In the winter, when many of us are spending less time outdoors, it is the ideal time to reflect on how we can boost our wellbeing by bringing nature indoors. We have an innate affinity with the natural world, known as biophilia, which is why bringing the outside in can have health benefits. We can do that in three key ways: by having natural objects in the home (e.g. plants, wood or shells); by incorporating representations of nature (e.g. in paintings, as sculpture or printed on fabrics); and by creating natural environments within the home (e.g. a safe snug, a vibrant living room or making the most of views). Here are a few ideas to consider…


Colour can evoke an emotional response in us associated with nature, so soft, natural blues remind us of the sky and water, which can help us to feel relaxed; vibrant greens bring with them the calm energy of forests and meadows; yellows represent sunshine and harvests, so energise us and help us feel sociable; shades of purple are like the mysterious light at dawn and dusk; and oranges and reds excite us like ripe fruit and berries did our ancestors. How does the colour scheme in each room in your home fit with how you want to feel in that room?


We are spoilt for choice when it comes to bringing patterns mimicking nature into the home, whether that is in artwork, fabric, wallpaper or floor coverings. The repeating patterns that are so common in nature, for example the ever-branching nature of trees and river deltas, are known as fractals and they can have a positive impact on our emotional health, so we can tap into that when choosing patterns for the home. A recent blog post of mine talks in more detail about fractals, so you can learn more about them in The Healing Power of Fractals.

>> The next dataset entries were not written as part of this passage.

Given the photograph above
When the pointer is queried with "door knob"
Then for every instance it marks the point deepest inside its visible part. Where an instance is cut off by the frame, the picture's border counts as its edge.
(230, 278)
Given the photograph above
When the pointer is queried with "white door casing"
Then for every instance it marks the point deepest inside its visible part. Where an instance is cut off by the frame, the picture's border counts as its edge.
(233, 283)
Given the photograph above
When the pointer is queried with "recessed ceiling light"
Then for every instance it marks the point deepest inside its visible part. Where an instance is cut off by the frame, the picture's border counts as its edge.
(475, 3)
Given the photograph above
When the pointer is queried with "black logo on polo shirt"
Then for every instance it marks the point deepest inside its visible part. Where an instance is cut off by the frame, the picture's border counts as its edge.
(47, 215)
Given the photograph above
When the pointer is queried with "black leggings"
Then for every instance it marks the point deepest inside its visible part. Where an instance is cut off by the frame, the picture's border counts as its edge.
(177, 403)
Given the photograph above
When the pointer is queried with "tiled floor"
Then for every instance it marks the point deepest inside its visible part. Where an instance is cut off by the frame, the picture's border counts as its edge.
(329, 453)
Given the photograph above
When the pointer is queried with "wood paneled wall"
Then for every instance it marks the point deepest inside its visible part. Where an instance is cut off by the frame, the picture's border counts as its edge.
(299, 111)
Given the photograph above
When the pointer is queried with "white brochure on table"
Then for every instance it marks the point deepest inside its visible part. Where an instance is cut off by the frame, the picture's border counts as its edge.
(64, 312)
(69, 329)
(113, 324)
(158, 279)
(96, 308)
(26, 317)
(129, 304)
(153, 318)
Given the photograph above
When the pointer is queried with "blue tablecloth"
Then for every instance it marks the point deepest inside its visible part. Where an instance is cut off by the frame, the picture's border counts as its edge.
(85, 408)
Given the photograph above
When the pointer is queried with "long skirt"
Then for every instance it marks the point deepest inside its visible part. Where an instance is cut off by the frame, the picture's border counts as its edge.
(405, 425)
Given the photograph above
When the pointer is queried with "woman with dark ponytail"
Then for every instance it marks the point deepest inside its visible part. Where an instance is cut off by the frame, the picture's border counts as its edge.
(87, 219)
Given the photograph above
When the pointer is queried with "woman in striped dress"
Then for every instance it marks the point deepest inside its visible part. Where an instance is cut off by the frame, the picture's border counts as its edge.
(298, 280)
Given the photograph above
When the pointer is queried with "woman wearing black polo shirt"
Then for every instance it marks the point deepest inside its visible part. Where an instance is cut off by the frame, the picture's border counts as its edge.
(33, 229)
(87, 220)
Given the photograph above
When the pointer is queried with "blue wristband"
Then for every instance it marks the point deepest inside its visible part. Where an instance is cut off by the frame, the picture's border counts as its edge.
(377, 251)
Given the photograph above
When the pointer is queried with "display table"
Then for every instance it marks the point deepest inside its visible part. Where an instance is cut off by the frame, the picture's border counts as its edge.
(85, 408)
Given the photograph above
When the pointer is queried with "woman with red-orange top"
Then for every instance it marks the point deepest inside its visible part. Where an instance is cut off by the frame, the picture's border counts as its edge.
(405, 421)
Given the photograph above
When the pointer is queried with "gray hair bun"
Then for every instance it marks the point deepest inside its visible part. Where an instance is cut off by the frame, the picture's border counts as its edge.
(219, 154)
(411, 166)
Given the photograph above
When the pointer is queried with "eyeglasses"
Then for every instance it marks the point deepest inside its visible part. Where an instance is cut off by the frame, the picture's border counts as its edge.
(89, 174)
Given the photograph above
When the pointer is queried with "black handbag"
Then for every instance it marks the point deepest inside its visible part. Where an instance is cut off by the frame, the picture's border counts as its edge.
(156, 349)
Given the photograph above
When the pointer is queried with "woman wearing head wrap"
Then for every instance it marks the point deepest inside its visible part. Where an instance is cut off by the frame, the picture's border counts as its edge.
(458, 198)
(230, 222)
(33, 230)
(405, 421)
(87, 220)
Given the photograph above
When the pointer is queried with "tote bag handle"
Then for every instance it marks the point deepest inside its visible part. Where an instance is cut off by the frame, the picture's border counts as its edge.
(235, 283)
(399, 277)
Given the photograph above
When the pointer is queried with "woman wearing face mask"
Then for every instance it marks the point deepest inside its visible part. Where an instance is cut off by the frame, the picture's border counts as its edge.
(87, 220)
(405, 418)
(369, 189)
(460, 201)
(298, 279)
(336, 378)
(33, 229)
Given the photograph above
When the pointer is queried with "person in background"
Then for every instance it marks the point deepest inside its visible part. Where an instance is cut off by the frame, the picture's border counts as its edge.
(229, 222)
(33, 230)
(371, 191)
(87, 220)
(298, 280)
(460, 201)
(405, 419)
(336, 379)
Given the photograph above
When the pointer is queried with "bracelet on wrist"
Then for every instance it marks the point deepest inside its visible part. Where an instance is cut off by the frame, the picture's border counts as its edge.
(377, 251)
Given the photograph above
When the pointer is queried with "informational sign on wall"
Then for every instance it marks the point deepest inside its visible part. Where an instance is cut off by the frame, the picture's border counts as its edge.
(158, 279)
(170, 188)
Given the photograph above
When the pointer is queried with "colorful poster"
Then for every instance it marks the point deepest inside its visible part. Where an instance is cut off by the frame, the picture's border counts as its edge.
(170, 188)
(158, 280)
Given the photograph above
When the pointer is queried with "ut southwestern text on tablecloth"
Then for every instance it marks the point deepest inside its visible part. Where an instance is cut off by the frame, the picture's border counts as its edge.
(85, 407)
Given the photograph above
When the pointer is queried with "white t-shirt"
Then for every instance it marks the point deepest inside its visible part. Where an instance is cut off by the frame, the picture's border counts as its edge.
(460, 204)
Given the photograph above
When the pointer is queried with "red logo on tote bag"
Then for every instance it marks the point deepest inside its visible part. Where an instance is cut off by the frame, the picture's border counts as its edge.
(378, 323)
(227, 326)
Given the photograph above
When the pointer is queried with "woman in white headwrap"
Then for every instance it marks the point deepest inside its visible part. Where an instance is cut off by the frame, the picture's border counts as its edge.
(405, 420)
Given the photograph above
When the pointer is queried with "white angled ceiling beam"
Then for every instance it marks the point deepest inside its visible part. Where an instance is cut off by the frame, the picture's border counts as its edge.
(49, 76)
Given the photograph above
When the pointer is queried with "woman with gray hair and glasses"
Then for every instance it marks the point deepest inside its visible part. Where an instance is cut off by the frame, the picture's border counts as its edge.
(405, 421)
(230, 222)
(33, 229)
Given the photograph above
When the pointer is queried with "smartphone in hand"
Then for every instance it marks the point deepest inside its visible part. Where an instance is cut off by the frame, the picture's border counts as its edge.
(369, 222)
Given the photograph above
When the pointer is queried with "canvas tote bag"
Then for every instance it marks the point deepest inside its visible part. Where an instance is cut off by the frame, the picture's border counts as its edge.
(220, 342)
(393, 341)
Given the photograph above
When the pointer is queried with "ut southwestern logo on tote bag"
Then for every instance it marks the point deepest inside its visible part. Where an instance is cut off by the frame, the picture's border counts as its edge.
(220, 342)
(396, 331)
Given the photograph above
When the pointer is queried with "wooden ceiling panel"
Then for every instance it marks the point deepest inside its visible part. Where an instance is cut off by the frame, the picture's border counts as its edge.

Despite our modern lifestyles, we still have an internal clock, known as the circadian rhythm, geared to the environment that we evolved in, and light has a strong influence on the timing of that clock. Disrupting it can cause all sorts of health issues: mental health problems, high blood pressure, heart disease, cancer, liver disease, obesity and diabetes to name but a few. You can learn more about optimising your circadian rhythm in my blog post Why You Feel Like Hibernating in Winter. To use light in your home to support your circadian rhythm, try a sunrise alarm to wake you naturally, let the morning light in as soon as you wake, have bright natural or artificial lighting during the day, dim the lights in the evening and block out all light sources in the bedroom at night, including from electrical equipment.


There are several ways to create the right acoustic environment for your home. For a peaceful space, you can reduce unwanted noise with judicious use of soft furnishings indoors or using planting in the garden to screen out road noise or noisy neighbours, and when you come to replace electrical items, you may be able to find quieter alternatives (the Quiet Mark website is great resource for that). And of course you can play the sounds of nature to mask unwanted noise or create a sense of calm.

Air Quality

You may not have much control over the quality of the air outside your home, but you can improve it indoors by choosing toxin-free paints, furnishings and household products, and by tackling any damp or mould problems by ensuring adequate warmth and ventilation. Houseplants can improve air quality too, as well as enhancing the environment in many other ways, all of which I cover in my blog post Houseplants as Part of a Healthy Home.

Introducing natural scents to the home can enhance the space, like herbs in plant pots in the kitchen or cut flowers in the hallway. Be careful to avoid artificially scented products (often described as fragranced), which may contain harmful chemicals known as phthalates (these are often found in air fresheners).


Tuning into our senses is a mindful practice, so natural textures in the home can help us tune into our sense of touch in an uplifting way. As biophilic interior designer Oliver Heath explains: “If a texture looks inviting, we take this as a ‘haptic invitation’ (an appeal to our sense of touch to have a positive tactile experience). These experiences can create a sense of belonging, and we feel more comfortable if we are surrounded by appealing textures.”

I hope you have found something to inspire you here to optimise your home environment for health by stimulating your senses with the sight, sound, scent and feel of nature. Stimulating your sense of taste I leave up to your culinary skills!